Question

Filtering variants in case-control DNA-seq study

0

Entering edit mode

6.5 years ago

YanO ▴ 140

I have a cancer case-control germline DNA sequencing study, 100 cases and 100 healthy controls. I've called my variants, and now I'm looking to filter them. What are the "rules" for filtering out variants present in controls?

Is it a strict dumping of all variants present even once in the controls? Or can I allow one occurance in controls if it's in a lot of cases? For example a variant present in 4 cases and 0 controls seems worthy of further analysis. But what about 7 cases vs 2 controls? 5 cases vs 1? Do I need to factor in, for example, the rate at which my cancer occurs in the general population and allow a few instances in controls because of that?

I've done some reading up on this, but can't seem to find any rules or guidelines. Essentially: how can I define "enrichment" in my cases over controls?

Thank you.

genome DNA-seq filtering • 1.4k views

ADD COMMENT • link 6.4 years ago by YanO ▴ 140

0

Entering edit mode

I would check for the allel frequency of the variants in the controls. As controls can be contaminated with tumor cells, it might be possible that actual somatic variants pop up in the matched normal, but the AF should be rather low. What you could also do is to remove common variants, such as those that have been identified in the 1000 Genomes project (not dbSNP!), either categorically (so allele frequency >0% in all ethnicities, or a few percent). You could do that with the Ensemble Variant Effector Predictor (VEP).

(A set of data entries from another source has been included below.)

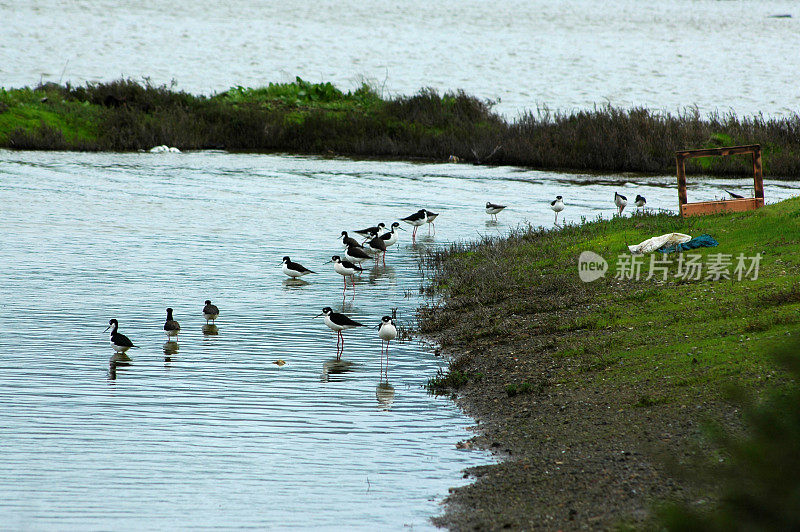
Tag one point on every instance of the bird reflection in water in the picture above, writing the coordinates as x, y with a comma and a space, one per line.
384, 393
117, 360
294, 283
333, 368
380, 272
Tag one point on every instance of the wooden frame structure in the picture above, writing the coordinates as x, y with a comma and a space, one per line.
731, 205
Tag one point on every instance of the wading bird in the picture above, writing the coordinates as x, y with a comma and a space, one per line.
387, 331
338, 322
416, 219
345, 269
210, 312
356, 254
557, 205
348, 241
171, 327
119, 341
620, 201
366, 233
493, 209
431, 217
293, 269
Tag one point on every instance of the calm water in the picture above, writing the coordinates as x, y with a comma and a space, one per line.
215, 434
668, 54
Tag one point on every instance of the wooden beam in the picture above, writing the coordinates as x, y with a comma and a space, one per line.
758, 177
716, 152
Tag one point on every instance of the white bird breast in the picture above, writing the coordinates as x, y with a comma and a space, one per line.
291, 273
339, 268
387, 332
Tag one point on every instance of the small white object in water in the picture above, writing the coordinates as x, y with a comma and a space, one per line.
164, 149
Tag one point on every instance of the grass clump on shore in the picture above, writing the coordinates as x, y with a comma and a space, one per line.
757, 471
319, 118
626, 369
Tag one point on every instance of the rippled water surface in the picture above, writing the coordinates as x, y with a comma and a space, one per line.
210, 432
666, 54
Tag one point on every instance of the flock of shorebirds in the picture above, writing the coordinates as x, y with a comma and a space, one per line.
374, 242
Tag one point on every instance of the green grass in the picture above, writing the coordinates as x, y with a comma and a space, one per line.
690, 337
305, 117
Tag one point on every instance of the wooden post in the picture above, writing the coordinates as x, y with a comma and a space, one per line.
729, 205
757, 174
680, 162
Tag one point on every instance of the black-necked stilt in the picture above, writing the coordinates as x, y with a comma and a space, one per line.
620, 201
293, 269
557, 205
416, 220
431, 217
369, 230
338, 322
390, 237
356, 254
349, 241
346, 269
119, 341
493, 209
734, 196
377, 247
387, 331
210, 312
171, 327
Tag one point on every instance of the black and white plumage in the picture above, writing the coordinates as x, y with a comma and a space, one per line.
356, 254
369, 230
293, 269
431, 217
557, 205
387, 331
620, 201
171, 327
338, 322
416, 220
119, 341
210, 312
390, 237
377, 247
346, 269
348, 241
493, 208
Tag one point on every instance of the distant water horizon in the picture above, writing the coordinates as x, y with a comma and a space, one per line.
723, 57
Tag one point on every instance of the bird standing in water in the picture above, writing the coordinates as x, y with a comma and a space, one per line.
119, 341
171, 327
493, 208
620, 201
210, 312
338, 322
431, 217
416, 220
387, 331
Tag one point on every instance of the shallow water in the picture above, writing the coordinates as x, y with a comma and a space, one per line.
564, 55
210, 432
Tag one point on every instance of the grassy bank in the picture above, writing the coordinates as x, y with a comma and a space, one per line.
588, 387
305, 117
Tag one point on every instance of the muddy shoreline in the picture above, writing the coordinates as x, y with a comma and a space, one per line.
594, 396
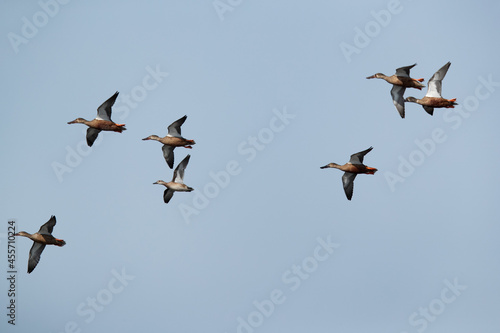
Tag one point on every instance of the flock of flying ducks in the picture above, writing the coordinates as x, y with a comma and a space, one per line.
400, 81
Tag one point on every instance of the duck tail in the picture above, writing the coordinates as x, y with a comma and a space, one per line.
60, 242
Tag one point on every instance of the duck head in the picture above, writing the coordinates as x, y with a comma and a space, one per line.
78, 121
152, 137
330, 165
376, 76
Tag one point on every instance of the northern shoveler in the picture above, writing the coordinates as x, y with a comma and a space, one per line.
172, 140
40, 239
433, 98
400, 81
102, 122
177, 183
352, 168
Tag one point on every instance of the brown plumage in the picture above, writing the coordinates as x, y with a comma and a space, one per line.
400, 81
40, 239
351, 169
172, 140
433, 98
102, 122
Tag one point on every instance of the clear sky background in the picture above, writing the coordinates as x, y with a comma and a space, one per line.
416, 250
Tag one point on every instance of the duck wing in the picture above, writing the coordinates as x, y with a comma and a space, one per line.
167, 195
404, 71
358, 157
428, 109
104, 111
35, 252
397, 93
348, 182
179, 171
174, 129
168, 154
92, 134
47, 228
435, 83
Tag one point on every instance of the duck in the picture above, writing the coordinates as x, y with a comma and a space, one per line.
400, 81
40, 239
177, 183
351, 169
172, 140
433, 98
102, 122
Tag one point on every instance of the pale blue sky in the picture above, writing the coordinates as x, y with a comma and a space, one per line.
270, 96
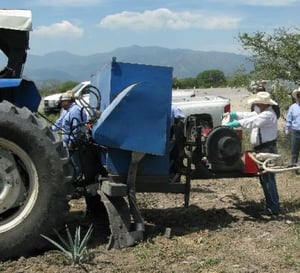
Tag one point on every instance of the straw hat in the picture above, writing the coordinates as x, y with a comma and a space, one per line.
294, 93
68, 95
263, 98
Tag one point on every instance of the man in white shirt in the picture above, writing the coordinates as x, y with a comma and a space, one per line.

ADD REPLY • link 6.5 years ago by ATpoint 82k

0

Entering edit mode

Thanks so much for your reply. Why would I remove common variants from 1000 genomes but not common variants from dbSNP? Should I also remove variants that are common within my own sequencing data? Also, I should have been more clear sorry, my controls are healthy people, not matched normal tissue. Edited the post to be more clear.

ADD REPLY • link 6.4 years ago by YanO ▴ 140

0

Entering edit mode

There are no rules for this particular type of analysis, which is why you did no find anything. It is actually an interesting time to be in cancer research.

The first thing that I'll say to set the scene is that we don't yet know the effect/impact of the vast majority of variants or mutations. We recognise that somatic mutations in certain genes are more likely to be present in certain cancers, such as PIK3CA in breast cancer, or EGFR is lung cancer. TP53 is then often mutated across many types of carcinomae.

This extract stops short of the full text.